Julian Alaphilippe (Deceuninck-Quick-Step), 9: Nell’anno in cui è esplosa la “nouvelle vague” del ciclismo, con i van der Poel, i Pogacar e i Bernal, il francese si è decisamente consacrato come asso di livello mondiale. La sua primavera è stata a dir poco fantastica: primo alle Strade Bianche, primo alla Sanremo e primo alla Freccia Vallone, senza dimenticare il secondo posto alla Freccia del Brabante e il quarto alla Amstel. Un “fatturato” del genere potrebbe bastare per tutta la stagione, ma il corridore di Saint-Amand-Montrond ha incantato il mondo anche al Tour de France, vincendo due tappe (con tanto di prova spaziale alla cronometro di Pau) e arrivando a mettere paura ai corridori da corse a tappe, che se lo sono ritrovati come fiero avversario nella lotta per il podio di Parigi. Alla fine, il Tour lo ha chiuso quinto in classifica generale, lasciando anche qualche dubbio per il futuro: cosa vorrà fare, da “grande”, Julian Alaphilippe? L’impressione è che abbia le possibilità per fare di tutto. E per farlo anche molto bene.

Andrey Amador (Movistar), 5,5: L’insufficienza non è piena solo perché è stato utile nella “Campagna rosa” di Richard Carapaz. Il costaricense è stato compagno di squadra utile e affidabile dell’ecuadoriano al Giro d’Italia, poi vinto da quest’ultimo. Dal 33enne, capace di chiudere in carriera per due volte la Corsa rosa fra i primi 10 della generale, ci si potrebbe tuttavia aspettare qualcosa in più a livello personale, anche se la Movistar è squadra spesso indecifrabile negli aspetti tattici. Non pervenuto nella prima parte di stagione, ha chiuso l’anno con il secondo posto al Trofeo Matteotti. Ora è al centro di un “caso” di mercato, con il suo trasferimento al Team INEOS che non si consuma: chissà che non sia stato proprio questo uno dei motivi per cui il costaricense non ha reso al meglio.
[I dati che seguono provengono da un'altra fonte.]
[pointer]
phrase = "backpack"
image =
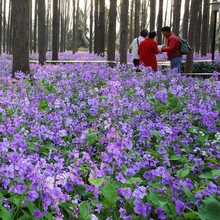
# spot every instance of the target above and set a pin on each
(184, 46)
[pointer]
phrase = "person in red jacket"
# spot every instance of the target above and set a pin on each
(148, 50)
(172, 47)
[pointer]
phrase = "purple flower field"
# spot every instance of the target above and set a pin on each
(86, 141)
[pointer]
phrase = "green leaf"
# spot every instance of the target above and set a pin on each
(206, 176)
(188, 193)
(155, 133)
(43, 105)
(96, 182)
(216, 172)
(110, 194)
(210, 210)
(183, 172)
(191, 216)
(84, 211)
(4, 213)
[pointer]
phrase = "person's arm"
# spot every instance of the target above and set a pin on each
(171, 46)
(155, 48)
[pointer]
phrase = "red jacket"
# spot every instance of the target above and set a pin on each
(172, 46)
(147, 51)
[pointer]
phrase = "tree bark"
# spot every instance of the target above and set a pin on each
(176, 16)
(205, 29)
(186, 19)
(112, 30)
(35, 25)
(41, 32)
(137, 19)
(0, 26)
(192, 26)
(102, 28)
(91, 27)
(159, 21)
(152, 14)
(124, 32)
(96, 38)
(20, 16)
(55, 40)
(198, 29)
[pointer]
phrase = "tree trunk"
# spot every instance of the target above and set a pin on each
(55, 40)
(205, 29)
(198, 29)
(124, 32)
(144, 15)
(4, 26)
(137, 19)
(192, 26)
(185, 20)
(62, 30)
(0, 26)
(91, 27)
(131, 22)
(35, 26)
(96, 38)
(159, 21)
(8, 29)
(112, 30)
(152, 14)
(20, 16)
(176, 17)
(41, 32)
(102, 28)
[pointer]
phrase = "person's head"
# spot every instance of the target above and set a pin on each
(166, 30)
(144, 33)
(152, 34)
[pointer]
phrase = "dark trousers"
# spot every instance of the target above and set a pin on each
(136, 62)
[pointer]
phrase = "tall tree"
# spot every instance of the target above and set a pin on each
(20, 16)
(74, 49)
(102, 28)
(41, 32)
(198, 29)
(0, 26)
(35, 25)
(124, 31)
(30, 26)
(55, 38)
(112, 30)
(91, 27)
(131, 21)
(159, 21)
(205, 29)
(192, 26)
(152, 14)
(185, 19)
(137, 18)
(176, 16)
(9, 29)
(143, 14)
(96, 15)
(4, 25)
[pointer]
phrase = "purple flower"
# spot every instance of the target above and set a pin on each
(37, 214)
(99, 208)
(179, 206)
(32, 195)
(141, 209)
(160, 213)
(140, 192)
(120, 177)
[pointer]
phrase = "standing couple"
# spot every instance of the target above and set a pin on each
(144, 49)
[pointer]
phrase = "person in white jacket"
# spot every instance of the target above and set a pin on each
(134, 47)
Winner Anacona (Movistar), 6: La sua stagione è partita con il botto, visto il successo nella generale del Tour de San Luis. Nel suo programma, poi, non c’è stata alcuna grande corsa a tappe: per lui cose discrete fra Giro di Romandia e Giro di Svizzera, oltre al quarto posto finale al Giro d’Austria. Da agosto, poi, dopo il ritiro nella prima tappa del Binck Bank Tour, non si è più visto. Ricomparirà nel 2020, a fianco di Nairo Quintana, con la maglia dell’Arkéa-Samsic.

Davide Appollonio (Amore&Vita-Prodir), 7: Arrivato in squadra soltanto a fine giugno, dimostra di non avere perso quella brillantezza che aveva dimostrato tra i professionisti prima della squalifica datata 2015. Il primo agosto va già a segno al Giro del Portogallo, per poi proseguire la stagione in modo convincente e guadagnarsi la conferma per il 2020.

Alexander Aranburu (Caja Rural-Seguros RGA), 7: Il 2019 è stato l’anno della svolta per il 24enne spagnolo che si è guadagnato la chiamata della Astana a suon di piazzamenti. Alla fine sono soltanto due le vittorie all’attivo, ma i due secondi posti di Igualada e Bilbao alla Vuelta a España danno la cifra di un corridore potenzialmente fenomenale, veloce allo sprint ma anche resistente in salita.

Joseph Areruya (Delko-Marseille Provence), 7: Il giovane rwandese si fa notare soprattutto a inizio stagione nelle corse africane, ma il rumore più grande lo fa la storica partecipazione alla Parigi-Roubaix, poi conclusa fuori tempo massimo. Infatti, mai un corridore del suo Paese aveva preso parte all’Inferno del Nord. Evidentemente, la pressione del ciclismo europeo non fa per lui, dato che l’anno prossimo si trasferirà in una piccola squadra ai Caraibi.

Nikias Arndt (Team Sunweb), 6,5: Nato velocista, il 28enne tedesco si sta trasformando in un corridore a tutto tondo. Gregario sempre a disposizione dei capitani, sta ritrovando anche il colpo di pedale giusto in volata, che gli ha permesso di vincere l’ottava tappa della Vuelta a España e una buona top ten sui Campi Elisi al Tour de France.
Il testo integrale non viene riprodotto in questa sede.